In Reply to: OK - I'm Almost 'There' . . . posted by Dan on February 16, 2001 at 19:30:56:

: >>Ukrainian authorities do not recognize "Green cards". They are issued by the US government and don't mean anything outside of the United States.<<

: Yes, I completely understand this point. Thanks.

: >>However if someone is a Ukrainian citizen, that person has a Ukrainian passport. This document is issued by the Ukraine and that's what they recognize and rely on. If your Ukrainian passport doesn't have a stamp in it that says that you are permanently residing in the United States, then for a Ukrainian customs official it means that you must have a US visa in order to travel to the United States. If you don't have it then they are not going to let you though because they must assume that the US customs will not let you through. This stamp is called "Exit visa" by some people, however it has nothing to do with what this term really means. Think about it, ukrainian visa for a ukrainian citizen?<<

: OK - this is where the confusion begins. Of course a Ukrainian citizen needs a visa (issued by America and inserted into their Ukrainian passport) for travel to America. Yet, your comment suggests there is a scenario in which the Ukraine citizen would NOT have an American-issued visa - AND - would be trying to travel to America. I'm not sure I see this as a legitimate scenario. Wouldn't the Ukraine citizen ALWAYS need a valid America-issued visa to be able to travel to America?

: Are you saying that the visa supplied by America is what is known as the "Exit Visa"??

: >>Also I believe if you stay in a foreign country for more than 90 days (I am not sure about how long) by Ukrainian law you must register with the local Ukrainian consulate. This is a simple process: you send them your passport and payment, they send it back to you with a stamp that says that you have been registered.<<

: Yes, I have recently learned about this requirement - though Natasha in a post above this one offers the rationale as to why a Ukraine citizen may not wish to ever do this.

: >>So an "exit visa" is a combination of these two stamps in your passport.<<

: To be clear, the two "stamps" you refer are:

: 1) The visa issued by the United States that that is placed into the Ukraine citizen's passport, and

: 2) The OVIR registration from the Ukraine Embassy/Consulate in the country where that Ukraine citizen now permanently resides - also placed in the Ukraine citizen's passport.

: Is this correct?

: If so - I believe this is what I understood all along - and it is also the issue I was speculating might be causing the problems described by the original poster.

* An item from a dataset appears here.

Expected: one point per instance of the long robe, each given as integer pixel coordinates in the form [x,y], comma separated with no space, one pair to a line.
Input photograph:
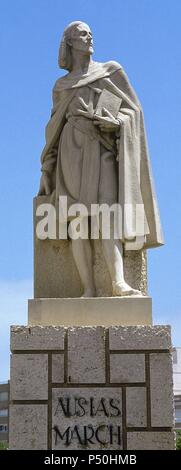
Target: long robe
[133,186]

: Sorry to ask such inane questions - but this issue has definitely been confusing for many - well, at least for me.

: Thanks for trying to clear up my confusion.

: - Dan

I finally found Natasha's post you were talking about. I have never heard anything like that. How can they take away your property? I find that very hard to even imagine. I have a Ukrainian passport as well as a US one and I have all the stamps in my Ukrainian passport and I do own some property in Kiev. Nobody has or even tried to take MY property away from ME. It's mine and I am considered a Ukrainian citizen. Actually you don't even have to be a Ukrainian citizen to own property in the Ukraine.. oohhh I think I got it. You mean like if I used to live in a government appartment and then when I leave they take that appartment away from me? Well off course they do! Unless you bought it, it's theirs to take and I am sure they will take it. I don't see any problem with that. It's not like you paid for it, they gave to you for free to use. Since you don't live there anymore they take it away.